A Concrete that is Alive and Can Totally Fix Itself

Healing the cracks, a bio-concrete was invented using bacteria that could potentially save billions of dollars.

It’s been used by the ancient Egyptians around 3,000 BC, used by the Chinese to build the Great Wall and made famous by the Romans (think the Pantheon)…

Hendrik Jonkers with Bio-Concrete. Credit: European Patent Office

Concrete has been a foundation of human evolvement.

However, the substance has its flaws.

Over time, it produces cracks and obviously, cracks can lead to collapse.

But as humans move towards new heights and innovations, so will our technology.

One microbiologist, Hendrik Marius Jonkers, of Delft University of Technology, in the Netherlands, is redefining the way we use concrete.

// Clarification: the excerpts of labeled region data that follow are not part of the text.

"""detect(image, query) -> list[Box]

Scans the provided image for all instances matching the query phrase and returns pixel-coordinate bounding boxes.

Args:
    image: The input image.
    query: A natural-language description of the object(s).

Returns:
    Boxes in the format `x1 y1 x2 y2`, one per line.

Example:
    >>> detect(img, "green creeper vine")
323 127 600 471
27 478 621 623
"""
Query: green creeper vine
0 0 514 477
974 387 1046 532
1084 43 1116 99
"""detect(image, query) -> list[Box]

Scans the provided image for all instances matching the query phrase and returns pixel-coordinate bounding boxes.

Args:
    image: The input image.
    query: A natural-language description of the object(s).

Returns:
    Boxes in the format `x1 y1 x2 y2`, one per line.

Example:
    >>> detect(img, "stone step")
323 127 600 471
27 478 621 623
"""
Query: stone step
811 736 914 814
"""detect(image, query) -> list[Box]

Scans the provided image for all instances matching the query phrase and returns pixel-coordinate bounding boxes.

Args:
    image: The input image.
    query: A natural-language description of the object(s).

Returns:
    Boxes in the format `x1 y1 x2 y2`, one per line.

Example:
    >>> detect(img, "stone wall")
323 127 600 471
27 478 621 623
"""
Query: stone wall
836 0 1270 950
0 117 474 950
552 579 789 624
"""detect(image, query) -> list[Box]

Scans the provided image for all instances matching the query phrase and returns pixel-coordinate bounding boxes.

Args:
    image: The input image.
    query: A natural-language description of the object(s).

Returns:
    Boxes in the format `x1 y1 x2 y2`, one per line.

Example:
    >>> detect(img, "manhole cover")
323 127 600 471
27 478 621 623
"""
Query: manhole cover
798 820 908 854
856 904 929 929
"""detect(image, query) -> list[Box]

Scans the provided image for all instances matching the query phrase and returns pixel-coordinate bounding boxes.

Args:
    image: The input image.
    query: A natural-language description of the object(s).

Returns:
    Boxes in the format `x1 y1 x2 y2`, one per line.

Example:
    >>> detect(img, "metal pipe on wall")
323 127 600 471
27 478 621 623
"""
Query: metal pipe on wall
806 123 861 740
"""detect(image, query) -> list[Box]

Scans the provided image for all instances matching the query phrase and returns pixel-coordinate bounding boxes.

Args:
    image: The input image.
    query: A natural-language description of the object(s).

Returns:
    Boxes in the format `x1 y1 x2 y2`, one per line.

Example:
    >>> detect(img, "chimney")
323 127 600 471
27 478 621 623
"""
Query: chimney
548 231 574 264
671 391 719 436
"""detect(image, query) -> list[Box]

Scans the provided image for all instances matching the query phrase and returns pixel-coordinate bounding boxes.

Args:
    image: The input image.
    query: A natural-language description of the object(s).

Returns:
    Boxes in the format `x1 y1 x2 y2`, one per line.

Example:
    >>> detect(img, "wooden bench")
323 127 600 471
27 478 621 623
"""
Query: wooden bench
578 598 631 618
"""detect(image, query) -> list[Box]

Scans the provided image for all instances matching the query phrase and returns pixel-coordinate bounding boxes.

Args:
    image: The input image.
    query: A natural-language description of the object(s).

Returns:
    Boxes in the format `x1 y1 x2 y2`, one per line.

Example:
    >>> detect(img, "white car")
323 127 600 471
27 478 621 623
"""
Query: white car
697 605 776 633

He has invented a self-healing bio-concrete to provide a cheap and sustainable solution to the erosion over time and tension.

“Thinking about the how bones in the human body are healed naturally through mineralization from osteoblast cells, Jonkers set about creating a similar self-regeneration technique for our most widely used construction material,” European Patent Office wrote.

“The solution that he landed upon employs a limestone-producing bacteria to close up gaps in concrete. The robust, naturally occurring bacteria ̶ either Bacillus pseudofirmus or Sporosarcina pasteurii, already exist in highly alkaline lakes near volcanoes and seemed tailor-made for the job. They are able to lie dormant for up to 200 years and only begin important repair work only after cracks appear and it comes into contact with water.”

What makes this so amazing is that specific types of bacteria along with nitrogen, phosphorus and calcium lactate are added to an already existing concrete mix.

The bacteria will then lay dormant within the concrete for a very long time … like two centuries.

When it cracks and in result, releases air and moisture, the bacteria awakens and gets to work.

Well, it actually begins to eat the calcium lactate and oxygen, producing insoluble limestone, which sets in the cracks, sealing them up!

Jonkers was a Finalist for the European Inventor Award 2015.